鯨骨の賽

 潮の引いた石道を、敵将ケティル・ロークが一人で渡ってきた。

 島砦の大広間には、麦酒もパンもない。炉では海藻が煮え、兵たちは革靴の底を切って噛んでいた。

 砦の代官ブリンヨルは、鯨骨の賽を二つ卓上へ置いた。祖父が浜へ乗り上げた鯨から削った品で、角は三代の賭けに丸くなっていた。

「降るなら夜明けまで待つ」

 ケティル・ロークは言った。

「夜明けでは遅い」

 兵糧係のオッド・スケンが答えた。

「では今すぐ降れ」

「時を賭けよう」

 賽を振り、高い目を出した方が攻める刻を決める。ケティル・ロークは笑って応じた。

 敵将の賽は、六の面がわずかに重かった。鯨骨の中へ鉛を埋めた品だ。振れば一か二が出やすい。低い目を出したい賭けなら強いが、今は高い目が勝つ。

 ケティル・ロークは賽を取り違えたふりをした。自分の細工賽をオッドへ渡し、正直な賽を握る。
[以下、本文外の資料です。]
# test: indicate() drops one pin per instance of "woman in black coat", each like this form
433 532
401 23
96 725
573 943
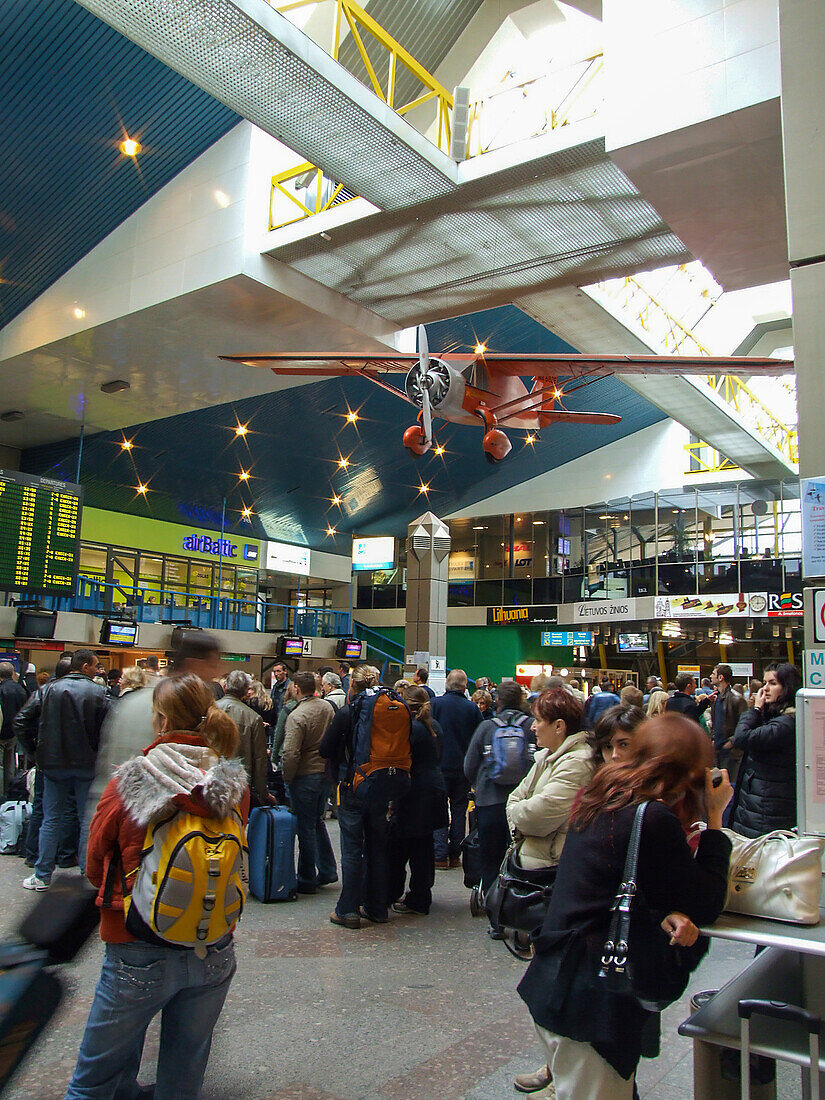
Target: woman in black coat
592 1036
766 789
417 814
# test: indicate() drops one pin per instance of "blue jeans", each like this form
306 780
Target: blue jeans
56 792
138 981
458 792
67 844
364 839
308 796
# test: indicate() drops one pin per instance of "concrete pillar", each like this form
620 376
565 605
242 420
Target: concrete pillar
428 551
801 37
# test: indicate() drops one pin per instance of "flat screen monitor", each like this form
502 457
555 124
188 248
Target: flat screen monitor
290 646
633 642
33 624
113 633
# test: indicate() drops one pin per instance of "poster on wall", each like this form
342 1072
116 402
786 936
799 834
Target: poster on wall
812 494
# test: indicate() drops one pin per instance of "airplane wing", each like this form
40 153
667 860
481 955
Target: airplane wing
574 366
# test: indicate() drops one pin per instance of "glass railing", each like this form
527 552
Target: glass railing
150 604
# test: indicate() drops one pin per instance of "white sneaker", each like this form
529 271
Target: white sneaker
34 883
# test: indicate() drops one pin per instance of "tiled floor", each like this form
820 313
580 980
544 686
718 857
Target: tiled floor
420 1009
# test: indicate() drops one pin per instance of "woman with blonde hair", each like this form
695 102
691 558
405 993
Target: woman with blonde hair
418 813
190 769
657 703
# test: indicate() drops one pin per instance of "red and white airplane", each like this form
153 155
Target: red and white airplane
487 387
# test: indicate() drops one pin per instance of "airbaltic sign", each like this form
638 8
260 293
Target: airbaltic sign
504 616
201 543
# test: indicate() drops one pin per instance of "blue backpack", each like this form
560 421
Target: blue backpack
510 751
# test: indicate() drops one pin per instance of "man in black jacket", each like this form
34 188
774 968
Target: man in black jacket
62 729
12 696
682 700
459 718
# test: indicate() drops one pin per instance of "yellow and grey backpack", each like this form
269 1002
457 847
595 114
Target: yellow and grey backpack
193 879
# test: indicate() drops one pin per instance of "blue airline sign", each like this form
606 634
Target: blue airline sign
567 637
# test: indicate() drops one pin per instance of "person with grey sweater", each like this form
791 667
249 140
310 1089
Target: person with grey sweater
304 772
491 795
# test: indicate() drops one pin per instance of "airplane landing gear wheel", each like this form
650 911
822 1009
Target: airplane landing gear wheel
414 440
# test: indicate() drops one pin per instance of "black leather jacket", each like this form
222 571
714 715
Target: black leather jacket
61 724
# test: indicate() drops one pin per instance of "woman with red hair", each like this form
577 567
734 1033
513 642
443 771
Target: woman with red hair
539 807
591 1035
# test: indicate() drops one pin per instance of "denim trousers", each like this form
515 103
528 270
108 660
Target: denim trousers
364 839
138 981
56 794
494 839
67 843
308 796
458 793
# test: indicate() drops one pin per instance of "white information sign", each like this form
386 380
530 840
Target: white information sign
283 558
812 493
602 611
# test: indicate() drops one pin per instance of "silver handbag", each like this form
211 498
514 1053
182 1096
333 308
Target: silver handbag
776 876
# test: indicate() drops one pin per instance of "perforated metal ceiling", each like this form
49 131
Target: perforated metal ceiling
565 218
249 56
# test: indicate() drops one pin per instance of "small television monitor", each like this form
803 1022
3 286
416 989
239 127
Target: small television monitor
113 633
35 624
289 646
629 642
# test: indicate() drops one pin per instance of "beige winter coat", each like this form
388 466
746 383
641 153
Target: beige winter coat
540 805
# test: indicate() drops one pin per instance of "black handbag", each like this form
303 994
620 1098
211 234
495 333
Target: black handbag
637 958
519 897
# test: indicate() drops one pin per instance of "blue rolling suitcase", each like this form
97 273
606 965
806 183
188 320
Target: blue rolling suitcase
271 836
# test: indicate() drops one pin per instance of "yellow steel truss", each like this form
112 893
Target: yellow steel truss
304 211
360 22
729 387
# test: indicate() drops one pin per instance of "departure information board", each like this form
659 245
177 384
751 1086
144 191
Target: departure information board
40 532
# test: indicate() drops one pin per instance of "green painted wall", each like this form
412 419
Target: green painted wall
493 651
117 528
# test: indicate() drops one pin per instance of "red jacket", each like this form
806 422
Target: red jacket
133 799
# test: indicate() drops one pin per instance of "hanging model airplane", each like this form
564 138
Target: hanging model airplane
487 387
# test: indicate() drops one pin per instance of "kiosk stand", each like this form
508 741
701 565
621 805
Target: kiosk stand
792 969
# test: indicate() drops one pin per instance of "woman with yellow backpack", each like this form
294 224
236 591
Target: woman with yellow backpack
167 853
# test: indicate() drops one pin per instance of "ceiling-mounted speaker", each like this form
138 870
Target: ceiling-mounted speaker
459 123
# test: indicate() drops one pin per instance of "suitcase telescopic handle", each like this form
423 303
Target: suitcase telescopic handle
780 1010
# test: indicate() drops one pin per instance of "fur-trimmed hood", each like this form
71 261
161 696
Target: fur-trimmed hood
154 784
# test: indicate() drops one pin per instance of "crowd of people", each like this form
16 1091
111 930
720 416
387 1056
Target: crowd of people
549 774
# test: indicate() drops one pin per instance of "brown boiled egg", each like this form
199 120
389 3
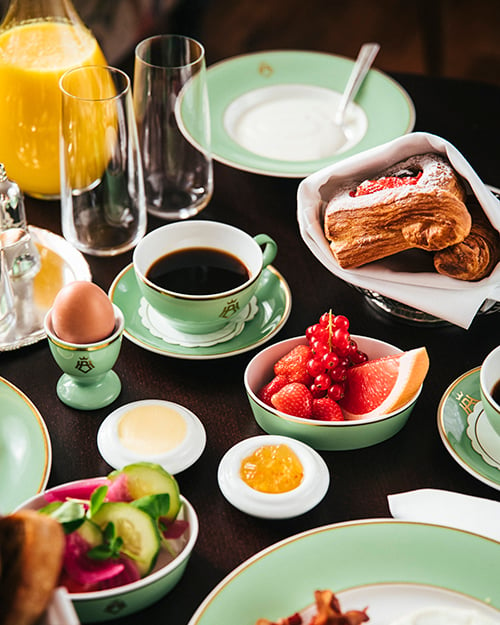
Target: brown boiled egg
82 313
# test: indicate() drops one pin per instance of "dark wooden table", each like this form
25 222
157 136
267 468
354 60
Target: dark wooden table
467 114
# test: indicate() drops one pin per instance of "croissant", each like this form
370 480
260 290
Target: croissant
416 203
476 256
31 557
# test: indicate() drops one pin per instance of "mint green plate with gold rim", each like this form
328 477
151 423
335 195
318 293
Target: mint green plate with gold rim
273 299
281 579
458 413
387 107
25 448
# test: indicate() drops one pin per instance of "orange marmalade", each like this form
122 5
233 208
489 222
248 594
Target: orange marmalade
272 469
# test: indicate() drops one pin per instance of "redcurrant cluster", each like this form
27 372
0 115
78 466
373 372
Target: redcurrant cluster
334 351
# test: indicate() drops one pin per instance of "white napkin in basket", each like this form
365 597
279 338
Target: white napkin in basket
442 507
453 300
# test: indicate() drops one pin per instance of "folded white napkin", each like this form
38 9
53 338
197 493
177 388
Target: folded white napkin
442 507
453 300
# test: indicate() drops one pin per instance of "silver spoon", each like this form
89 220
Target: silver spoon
364 61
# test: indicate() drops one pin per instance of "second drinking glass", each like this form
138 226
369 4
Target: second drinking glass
103 206
172 113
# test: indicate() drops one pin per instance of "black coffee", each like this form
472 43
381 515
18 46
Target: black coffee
198 271
495 393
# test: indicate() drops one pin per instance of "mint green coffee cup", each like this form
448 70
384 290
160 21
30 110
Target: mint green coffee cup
200 312
489 378
88 381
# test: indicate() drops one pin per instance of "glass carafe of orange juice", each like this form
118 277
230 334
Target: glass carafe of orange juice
39 41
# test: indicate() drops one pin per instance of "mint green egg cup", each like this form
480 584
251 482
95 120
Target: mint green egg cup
88 381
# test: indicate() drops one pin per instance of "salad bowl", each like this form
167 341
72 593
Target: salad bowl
112 603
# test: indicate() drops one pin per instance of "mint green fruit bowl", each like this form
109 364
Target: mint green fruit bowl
106 605
321 435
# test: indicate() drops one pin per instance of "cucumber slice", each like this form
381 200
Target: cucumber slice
91 533
141 539
147 478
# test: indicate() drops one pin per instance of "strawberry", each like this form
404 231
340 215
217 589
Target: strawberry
272 387
390 182
325 409
294 399
294 365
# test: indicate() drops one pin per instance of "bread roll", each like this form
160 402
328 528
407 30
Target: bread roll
416 203
31 555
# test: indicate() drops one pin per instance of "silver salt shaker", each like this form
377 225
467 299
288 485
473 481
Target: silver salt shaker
21 255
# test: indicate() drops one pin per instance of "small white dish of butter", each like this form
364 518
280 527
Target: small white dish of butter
152 430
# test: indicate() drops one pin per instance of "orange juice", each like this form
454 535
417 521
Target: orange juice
33 56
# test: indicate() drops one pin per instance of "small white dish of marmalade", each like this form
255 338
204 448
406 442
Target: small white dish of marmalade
273 477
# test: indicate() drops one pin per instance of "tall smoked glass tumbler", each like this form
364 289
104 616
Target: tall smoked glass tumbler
172 113
103 205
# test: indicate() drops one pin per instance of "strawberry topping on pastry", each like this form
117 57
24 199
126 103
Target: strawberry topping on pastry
389 182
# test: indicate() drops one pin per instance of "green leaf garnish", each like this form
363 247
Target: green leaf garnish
110 547
70 514
97 499
154 505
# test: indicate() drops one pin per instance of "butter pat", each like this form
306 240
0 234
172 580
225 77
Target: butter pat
151 429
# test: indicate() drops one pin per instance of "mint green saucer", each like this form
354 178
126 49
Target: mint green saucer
461 423
389 567
25 448
274 301
388 109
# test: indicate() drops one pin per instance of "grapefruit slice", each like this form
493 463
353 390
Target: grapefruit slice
383 385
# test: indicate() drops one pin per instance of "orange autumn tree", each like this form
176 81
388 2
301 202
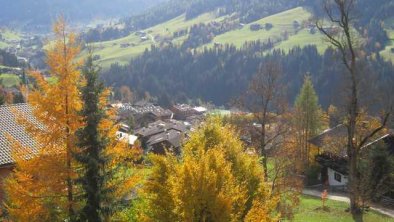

 オッドは気づいた。だが黙って振った。細工を指摘すれば交渉は終わり、その場で今夜の攻撃が決まる。負けることだけが、欲しい刻を買う手段だった。

 一と二。

 ケティル・ロークは六と五を出した。

「俺の勝ちだ。攻めるのは夜明け」

 ブリンヨルの顔が歪む。今夜を越す食い物はない。

 敵将が去ると、代官は斧を卓へ叩きつけた。

「なぜ細工を暴かなかった」

「夜明けが欲しかったからです」

「奴らは潮が満ちる前に渡ってくる」

「今年の冬至潮は、夜明けに最も引きます」

「なら敵に有利だ」

 オッドは賽を拾った。

「石道の両側には、昨日から鯨油を流してあります。満潮では海に隠れる。干潮なら氷になります」

 敵は広い道だと思って一列を崩す。革靴の鋲が油氷を噛まぬことは、島で冬を越した者しか知らない。滑ったところを砦から押し返せば、両脇は凍る海だ。

 今夜攻められれば、油はまだ海水の下だった。

 オッドは細工賽を炉へ投げた。骨が焦げ、鉛が光った。

「腹はどうする」

 代官が訊く。

「海藻を飲ませます。戦う間だけ立てればいい」

 夜が明けた。

 潮は遠くまで退き、白い石道が朝日に光る。敵兵が盾を並べ、砦へ進み始めた。

 オッドは空腹で震える手を革帯へ挟んだ。

 ブリンヨルが斧を上げる。

 砦の鴉旗が、凍った風に開いた。